Alexandre Cagnat as Gamache (left) and Mathilde Froustey as Kitri (right) | Credit: Erik Tomasson/San Francisco Ballet

The supporting cast is filled with rising young dancers and veteran San Francisco Ballet alums like Jim Sohm as the Don himself, Pascal Molat as a delightful Sancho Panza, and Val Caniparoli as Kitri’s papa, who rails against his daughter’s choice of suitor. And then, oh then – Alexandre Cagnat as the fop to end all fops, Gamache, Kitri’s feckless, would-be wooer. Cagnat is a young Frenchman from the corps de ballet turned ineffably floppy, lace-festooned French poodle. How lovely it is to watch him stumble around with perfect timing and readily slipping shoulder-length wig.

So he’s rising, but he’s playing old. Also rising, but playing young, were soloists Daniel Deivison-Oliveira as a sensual, muscular Espada opposite Jennifer Stahl’s precise and slightly steamy Mercedes. For real steam, you needed look no farther than the windmill-accented Spanish countryside of Act 2, where the gypsies or Gitanos camped, led by soloists Hansuke Yamamoto, strong and focused, and a dervish-like Kimberly Marie Olivier as his jealous partner.
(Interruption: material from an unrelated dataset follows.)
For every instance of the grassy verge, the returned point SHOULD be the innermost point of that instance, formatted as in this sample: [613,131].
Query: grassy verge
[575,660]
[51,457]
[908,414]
Norika Matsuyama is a sparkling lead Cupid | Credit: Erik Tomasson/San Francisco Ballet

Pakledinaz’s sets all are glorious, but the surprise knockout remains the one for the ice-blue/green vision scene, that staple of romantic ballet, which I had almost forgotten about until it was upon us. The goings-on are graced by dear Little Cupids in pink from the San Francisco Ballet School; the corps as Driads dancing in perfect unison, their queen Koto Ishihara, and a dimply, sparkling lead Cupid, Norika Matsuyama.

Mathilde Froustey | Credit: Erik Tomasson/San Francisco Ballet

Here Don Quixote, in a waking dream, sees his Dulcinea, the perfect ideal of a ballerina. Let’s just acknowledge that at this point there’s nothing Froustey cannot do. She moves from spitfire in the first act, where she and Greco swap tours de force and collaborate in daredevil partnership, leaping, turning, hopping, flying as the crowd goes wild, to regal yet empathetic ruler of the fantasy world and back again, turning, as she has said, into a mature woman, altar-bound.

Which brings us back to the town square, a grand corps finale with fandango and the traditional pas de deux. Worries that Greco might have overextended himself in his pyrotechnic-filled first act proved baseless, or maybe Basil-less. In bridal-white tutu, Froustey’s Kitri, too, looked fresh and new, adding an extra layer of radiance to a carpet of endless fouettés, lively leaps, and happy swoops into her husband’s embrace.

With varied casting, Don Quixote continues at the War Memorial Opera House through Feb. 3.